For Pease it’s a chance to use his aircraft to see what neighboring Lake Wichita looks like after the area received a couple of inches of rain this week.
“I can snap another picture of the lake now and then you could do a comparison because I was up yesterday and today and looked and I was like, ‘Wow! It grew big time’,” Pease said.
But, looking at the photographs snapped from high above it’s difficult to see what the enthusiasm is about. One picture shows a drastically reduced lake surrounded by large amounts of freshly exposed lake bed. The second picture taken after the rain shows only a marginally raised lake level.
But, when your water-supplying lakes are only at 20 percent of capacity, any improvement is welcome.
The shores of Wichita Falls’ lakes extend for well over a hundred yards further than they did before the severe drought. People can see tracks where deer and other wildlife had to trek across the dried lake bed just to get a drink.
Wichita Falls is looking at spreading a state-approved, environmentally friendly polymar over its largest lake, Arrowhead.

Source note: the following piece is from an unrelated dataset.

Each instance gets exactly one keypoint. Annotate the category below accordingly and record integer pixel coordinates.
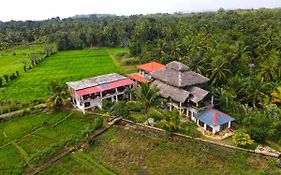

The polymar would create a film on the surface and reduce evaporation by as much as 30 percent. It would be the first city to try the chemical to prevent evaporation.
The town has already received national attention for building a treatment plant to clean waste water and introduce it back into the lakes for drinking water.
With lake levels down to just 20 percent of capacity, no idea is off the table.
“It’s just about having the water,” said Tony Breyen whose lived in the town for over 50 years. “Everybody’s really — you’d be amazed how many people without being told you gotta do this, everybody is just trying.”
Something as simple as keeping a tree alive is a struggle in the drought.
“We’ve got five gallon buckets sitting in the bottom of our shower,” Breyen said. “And we turn our shower head and start our water going in there. And as soon as it gets warm enough we go ahead and add the cold and get in the shower. And every three days or so you’ve got five gallons of water you can go out and poor on your tree. That’s one of the ways we’re trying to conserve.”
Wichita Falls is experimenting with ways to evenly spread the chemicals on the lake and the city council should get a briefing on the plan within the next two weeks.